TerabyteQbt/meta master branch: Build Status

What is this? This repository is a QBT manifest repository. QBT is an open-source dependency management and repostiory stiching tool. Think of QBT as being similar to the android development tool "repo", or git with submodules, but with many additional features and benefits.

What is this repository?

This repository, "meta", is the repository where the metadata for qbt development is stored. You can think of this as the parent or root repo in the constellation of repos (including many satelite repos) that are used to build QBT. This is the repository where github issues, pull requests, and everything else relating to QBT development happens. Because of how QBT works, most of the actual code lives elsewhere, but all workflows start here.

Where is the code?

QBT works by having an external metadata file in a separate metadata repository (usually called "meta") which refers to specific commits by sha1 in each code repository ("satelites"). If you want to inspect the code, or build it, you need to find the metadata repository (which if you are reading this, you have already done) and clone it, then run QBT. Usually, but not always, sattelite repositories are located next to the metadata repository on the server.

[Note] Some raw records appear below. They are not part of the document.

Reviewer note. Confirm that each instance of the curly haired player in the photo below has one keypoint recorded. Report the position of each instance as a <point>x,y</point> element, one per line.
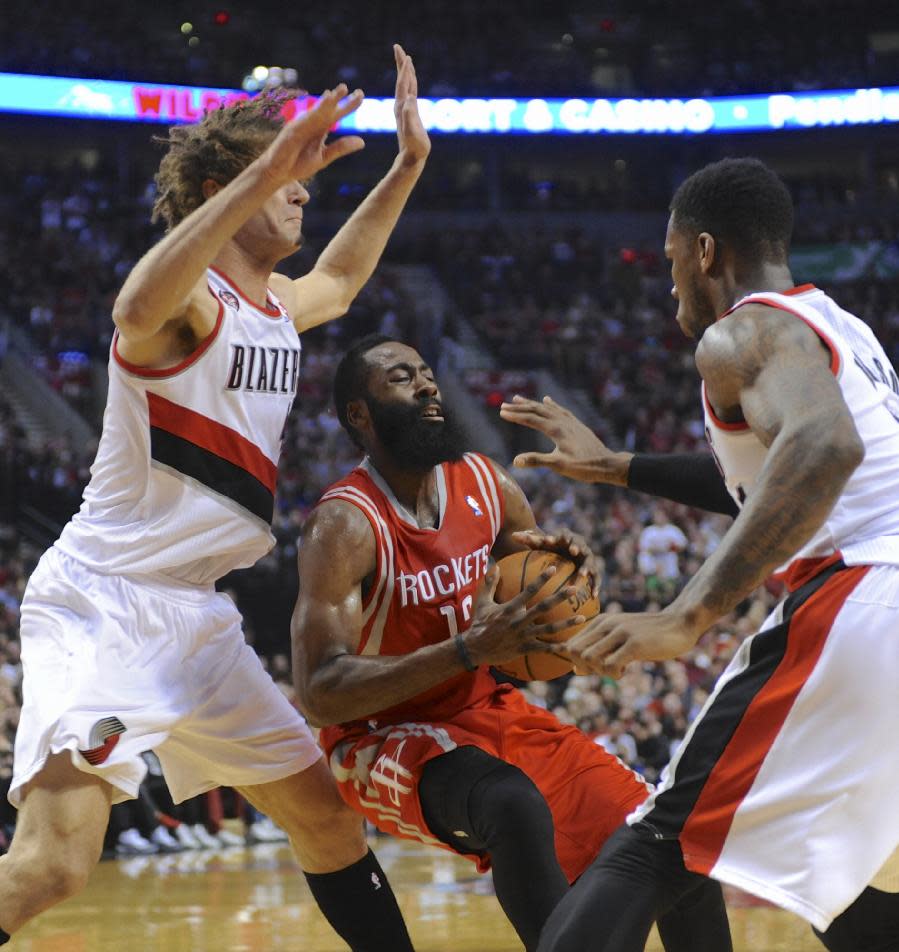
<point>126,645</point>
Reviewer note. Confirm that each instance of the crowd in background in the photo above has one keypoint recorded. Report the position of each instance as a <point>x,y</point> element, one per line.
<point>574,48</point>
<point>596,314</point>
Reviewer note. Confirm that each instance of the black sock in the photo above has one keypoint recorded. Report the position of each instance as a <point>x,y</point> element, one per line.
<point>361,907</point>
<point>634,880</point>
<point>502,813</point>
<point>697,922</point>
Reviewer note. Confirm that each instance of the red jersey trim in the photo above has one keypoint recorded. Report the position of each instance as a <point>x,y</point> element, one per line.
<point>800,571</point>
<point>270,309</point>
<point>720,424</point>
<point>213,436</point>
<point>799,289</point>
<point>150,373</point>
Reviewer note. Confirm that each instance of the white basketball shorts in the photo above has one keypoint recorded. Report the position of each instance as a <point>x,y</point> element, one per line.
<point>786,782</point>
<point>117,665</point>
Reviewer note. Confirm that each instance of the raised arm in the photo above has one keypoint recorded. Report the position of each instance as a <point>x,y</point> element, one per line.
<point>351,256</point>
<point>333,684</point>
<point>169,281</point>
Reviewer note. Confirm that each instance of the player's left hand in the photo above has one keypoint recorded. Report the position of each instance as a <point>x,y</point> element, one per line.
<point>608,643</point>
<point>413,139</point>
<point>569,544</point>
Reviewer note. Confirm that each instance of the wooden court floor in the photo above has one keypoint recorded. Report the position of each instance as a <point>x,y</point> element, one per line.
<point>255,900</point>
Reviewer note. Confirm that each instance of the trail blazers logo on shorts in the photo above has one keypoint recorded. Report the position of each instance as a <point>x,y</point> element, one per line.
<point>103,738</point>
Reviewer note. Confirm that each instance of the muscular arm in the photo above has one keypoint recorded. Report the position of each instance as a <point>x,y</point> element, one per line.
<point>333,684</point>
<point>171,276</point>
<point>775,369</point>
<point>168,284</point>
<point>517,515</point>
<point>689,478</point>
<point>352,255</point>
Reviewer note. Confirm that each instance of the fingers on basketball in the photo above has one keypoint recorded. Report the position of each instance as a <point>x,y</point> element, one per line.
<point>559,603</point>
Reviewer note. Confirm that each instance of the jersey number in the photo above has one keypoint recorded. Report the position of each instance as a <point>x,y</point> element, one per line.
<point>449,613</point>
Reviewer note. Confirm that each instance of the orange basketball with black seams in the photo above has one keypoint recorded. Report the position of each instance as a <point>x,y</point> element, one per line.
<point>519,570</point>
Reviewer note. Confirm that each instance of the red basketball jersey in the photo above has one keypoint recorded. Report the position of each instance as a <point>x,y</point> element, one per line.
<point>426,579</point>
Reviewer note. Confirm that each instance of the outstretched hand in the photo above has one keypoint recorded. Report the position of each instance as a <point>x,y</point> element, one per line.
<point>609,643</point>
<point>300,149</point>
<point>578,454</point>
<point>414,143</point>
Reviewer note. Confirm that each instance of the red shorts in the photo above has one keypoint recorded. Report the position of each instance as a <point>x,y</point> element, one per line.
<point>588,791</point>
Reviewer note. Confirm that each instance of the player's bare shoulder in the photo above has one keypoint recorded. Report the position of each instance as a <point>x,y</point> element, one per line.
<point>338,541</point>
<point>736,349</point>
<point>176,339</point>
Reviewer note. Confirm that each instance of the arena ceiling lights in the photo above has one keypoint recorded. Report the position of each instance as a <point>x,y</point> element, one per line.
<point>152,102</point>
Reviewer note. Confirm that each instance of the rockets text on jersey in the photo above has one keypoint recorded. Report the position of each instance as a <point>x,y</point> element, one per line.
<point>426,579</point>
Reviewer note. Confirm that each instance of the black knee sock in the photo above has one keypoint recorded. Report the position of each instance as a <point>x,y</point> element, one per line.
<point>504,815</point>
<point>634,880</point>
<point>697,922</point>
<point>361,907</point>
<point>870,923</point>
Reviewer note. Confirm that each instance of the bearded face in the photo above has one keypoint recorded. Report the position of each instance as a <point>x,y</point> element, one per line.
<point>418,435</point>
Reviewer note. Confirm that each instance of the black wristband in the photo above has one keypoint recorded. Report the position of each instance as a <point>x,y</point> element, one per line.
<point>464,656</point>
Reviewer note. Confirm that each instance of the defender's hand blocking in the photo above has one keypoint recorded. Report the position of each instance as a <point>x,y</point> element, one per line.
<point>415,146</point>
<point>300,150</point>
<point>578,454</point>
<point>610,642</point>
<point>507,630</point>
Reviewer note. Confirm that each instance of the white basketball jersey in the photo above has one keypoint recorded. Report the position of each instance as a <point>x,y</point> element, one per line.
<point>184,479</point>
<point>863,526</point>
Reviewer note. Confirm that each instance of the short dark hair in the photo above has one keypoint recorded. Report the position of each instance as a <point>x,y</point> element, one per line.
<point>739,202</point>
<point>351,377</point>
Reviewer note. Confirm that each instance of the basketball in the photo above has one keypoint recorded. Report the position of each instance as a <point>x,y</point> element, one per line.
<point>519,570</point>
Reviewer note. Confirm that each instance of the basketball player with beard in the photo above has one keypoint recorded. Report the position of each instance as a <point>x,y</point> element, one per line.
<point>126,644</point>
<point>394,631</point>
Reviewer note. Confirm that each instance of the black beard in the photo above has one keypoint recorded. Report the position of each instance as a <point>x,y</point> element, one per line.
<point>413,442</point>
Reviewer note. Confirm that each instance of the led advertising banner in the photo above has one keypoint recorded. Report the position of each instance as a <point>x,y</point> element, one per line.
<point>153,102</point>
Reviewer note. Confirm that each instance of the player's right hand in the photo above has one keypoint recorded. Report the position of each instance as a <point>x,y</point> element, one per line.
<point>501,631</point>
<point>300,149</point>
<point>578,454</point>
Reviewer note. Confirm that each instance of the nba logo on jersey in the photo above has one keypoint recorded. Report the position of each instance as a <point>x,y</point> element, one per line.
<point>230,298</point>
<point>474,505</point>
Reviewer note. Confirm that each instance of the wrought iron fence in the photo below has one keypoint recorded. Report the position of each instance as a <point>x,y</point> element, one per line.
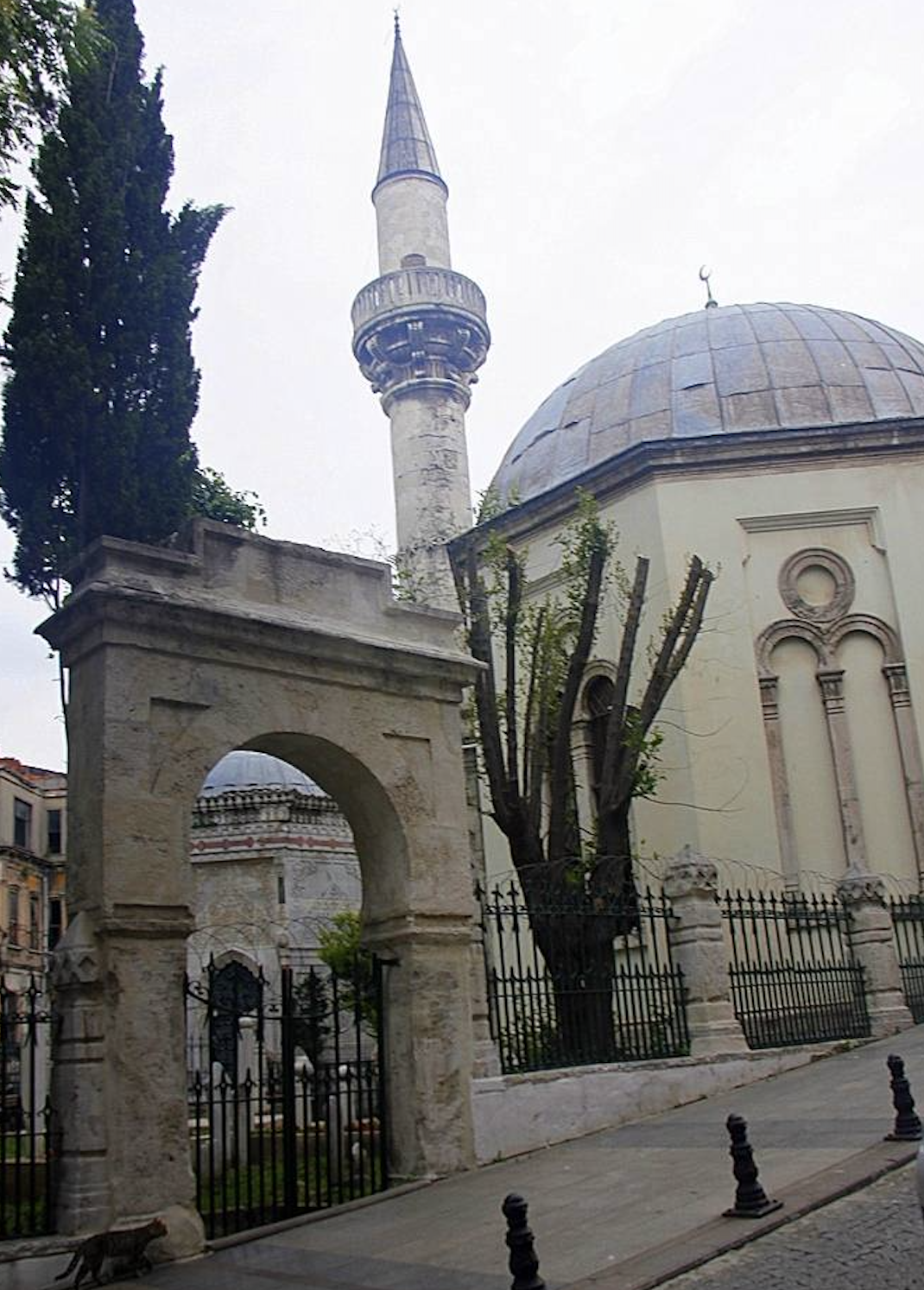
<point>576,978</point>
<point>286,1094</point>
<point>908,921</point>
<point>28,1127</point>
<point>793,976</point>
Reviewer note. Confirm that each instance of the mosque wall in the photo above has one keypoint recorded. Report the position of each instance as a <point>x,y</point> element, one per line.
<point>727,788</point>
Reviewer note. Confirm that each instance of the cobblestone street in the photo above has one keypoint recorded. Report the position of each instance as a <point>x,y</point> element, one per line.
<point>872,1240</point>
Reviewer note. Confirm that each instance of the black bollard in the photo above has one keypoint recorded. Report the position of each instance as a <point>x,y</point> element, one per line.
<point>522,1261</point>
<point>908,1124</point>
<point>750,1198</point>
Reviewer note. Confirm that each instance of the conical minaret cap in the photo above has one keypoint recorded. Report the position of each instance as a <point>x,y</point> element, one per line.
<point>407,148</point>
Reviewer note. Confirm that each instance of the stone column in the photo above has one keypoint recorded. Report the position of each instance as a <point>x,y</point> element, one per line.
<point>428,1044</point>
<point>832,683</point>
<point>874,948</point>
<point>699,948</point>
<point>910,754</point>
<point>782,803</point>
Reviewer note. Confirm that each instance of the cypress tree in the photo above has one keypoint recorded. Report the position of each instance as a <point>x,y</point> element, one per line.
<point>102,387</point>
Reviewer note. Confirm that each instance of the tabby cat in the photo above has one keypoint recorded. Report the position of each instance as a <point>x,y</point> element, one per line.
<point>123,1249</point>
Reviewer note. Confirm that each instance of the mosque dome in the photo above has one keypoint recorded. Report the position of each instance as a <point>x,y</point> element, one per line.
<point>740,368</point>
<point>243,769</point>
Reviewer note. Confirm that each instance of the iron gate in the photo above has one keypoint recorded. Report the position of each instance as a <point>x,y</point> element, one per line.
<point>793,974</point>
<point>908,921</point>
<point>28,1128</point>
<point>286,1093</point>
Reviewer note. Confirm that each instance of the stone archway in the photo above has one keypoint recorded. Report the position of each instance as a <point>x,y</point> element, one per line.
<point>177,655</point>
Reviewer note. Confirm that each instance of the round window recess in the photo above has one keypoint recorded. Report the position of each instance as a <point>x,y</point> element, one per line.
<point>817,585</point>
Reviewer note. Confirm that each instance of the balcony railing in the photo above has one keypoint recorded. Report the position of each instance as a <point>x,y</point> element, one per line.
<point>422,284</point>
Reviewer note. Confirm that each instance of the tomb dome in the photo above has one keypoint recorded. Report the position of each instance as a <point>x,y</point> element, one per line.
<point>720,370</point>
<point>245,769</point>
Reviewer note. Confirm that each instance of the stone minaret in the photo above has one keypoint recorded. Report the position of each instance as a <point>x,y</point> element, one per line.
<point>420,336</point>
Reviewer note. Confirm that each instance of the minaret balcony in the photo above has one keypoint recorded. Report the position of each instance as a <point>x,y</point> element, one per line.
<point>421,324</point>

To enable easier code-browsing, some qbt developers also push satelite branches to github, but you should think of these repos as read-only. One example is the qbt repo here. Notice that because this is just a satelite repo, it has no README and the value of HEAD is not authoritative. To interact with this code in any way, you should use qbt and the meta repo.

Why do it this way?

For reproducibility, the version specified in the metadata must be authoritative, but branches can be changed on the server and cannot themselves be versioned, so instead QBT uses a concept called "pins". The code in the satelite is pushed ("pinned") to refs/qbt-pins/X where X is the sha1 of the commit. Because the branch itself is content-addressed, it can always be found (and should never be deleted, just like git objects). Because pins function like entries in a content-addressible database, they can be pushed in any order and at any time, as long as it preceeds the update to the meta repo which references them, which is atomic.

If you need to manually inspect the code, you can see the branches in the sattelite repositories using ls-remote:

git ls-remote <clone URL>

By examining the manifest file, you could manaully do what QBT does and stitch together a collection of clones with the appropriate sha1 checked out. It's all very transparent. Perhaps some day someone will write a bootstrapping script to do exactly this so people can build QBT without QBT.

The best way to view the code is to use QBT. For details, see The Qbt Website.

Under what license is QBT made available?

QBT is released under The Unlicense. The license file is here.

Some code built by QBT, or upon which QBT depends, may be released under other licenses, so check the satelite repositories and packages themselves for license information.